The police steal his money, all four million dollars of it, and throw him into El Pueblito, a prison ostensibly, but run more as a small town where anything is available for the right price, the only thing you can’t buy is freedom.
Alone, in a world unfamiliar, Driver must put his conniving, thieving ways to use if he has any hope of surviving.

Yep, Gibson has chosen to continue the rehabilitation of his public image with, appropriately enough, a prison movie.
Kick-starting with a pulse-pounding action sequence, accompanied by freeze frames and a dry as sticks voice-over from Gibson, a statement of intent is declared.
Witty throughout, the wit very much of the sardonic variety, so if slapstick and prat-falling is your idea of humour, this will surely disappoint. But, if that’s true, you deserve to be disappointed.
Constantly.
In everything that you do.
Until you die.
Horribly.
Mel struts around the place like a thing possessed, a demonic glint in his eye, clearly enjoying himself enormously and, truth be told, this is his best performance since Lethal Weapon 2, way back when.
The world of the prison is realised effectively and, whilst on occasion it does stretch credulity, still it is a fascinating environment, a world within a world within a world, a microcosm of society, in all its faults and triumphs.

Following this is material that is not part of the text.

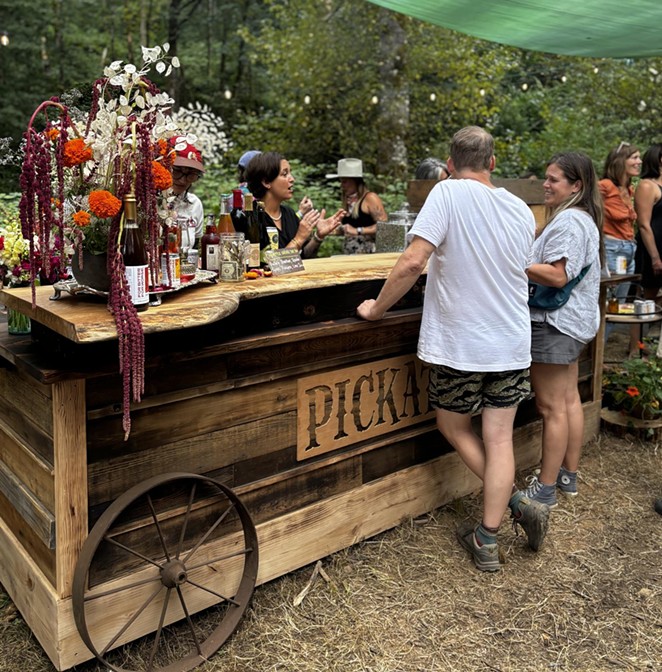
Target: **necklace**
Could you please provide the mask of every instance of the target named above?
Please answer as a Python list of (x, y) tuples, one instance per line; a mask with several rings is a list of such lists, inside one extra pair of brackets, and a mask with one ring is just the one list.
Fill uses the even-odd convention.
[(278, 215), (278, 217), (274, 217), (274, 216), (273, 216), (270, 212), (268, 212), (267, 210), (265, 210), (265, 212), (269, 215), (269, 217), (271, 217), (271, 219), (274, 220), (274, 222), (278, 222), (278, 221), (280, 221), (280, 220), (282, 219), (282, 217), (283, 217), (283, 213), (282, 213), (280, 210), (279, 210), (280, 214)]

A point of discussion surely must be the title change for the European market. This is becoming an increasingly familiar phenomena.
Avengers Assemble.
John Carter.
Now this.
What is it about? Do they think that we won’t understand? Will the word gringo be, what, too confusing? Too offensive? I don’t get it. And if that were the case, why would anyone wish to go see a movie where the racial epithet is bandied around almost as frequently as ‘nigger’ in a Tarantino movie. Are the studios trying to trick us into going to see something we may not actually like, not caring about the reaction once the money has changed hands?
Surely not!
Still, on a personal level, the liberal sprinkling of gringo throughout only served to add to the entertainment. I think it may be my favourite word of all the ones I know. And I know at least sixty three.
Not going to change the world, this, not going to stay long in the memory but, whilst it was playing, it was never anything less than very entertaining.
And, besides, it’s good to see the misogynistic, anti-Semitic, racist old homophobe back doing what he does best. Isn’t it?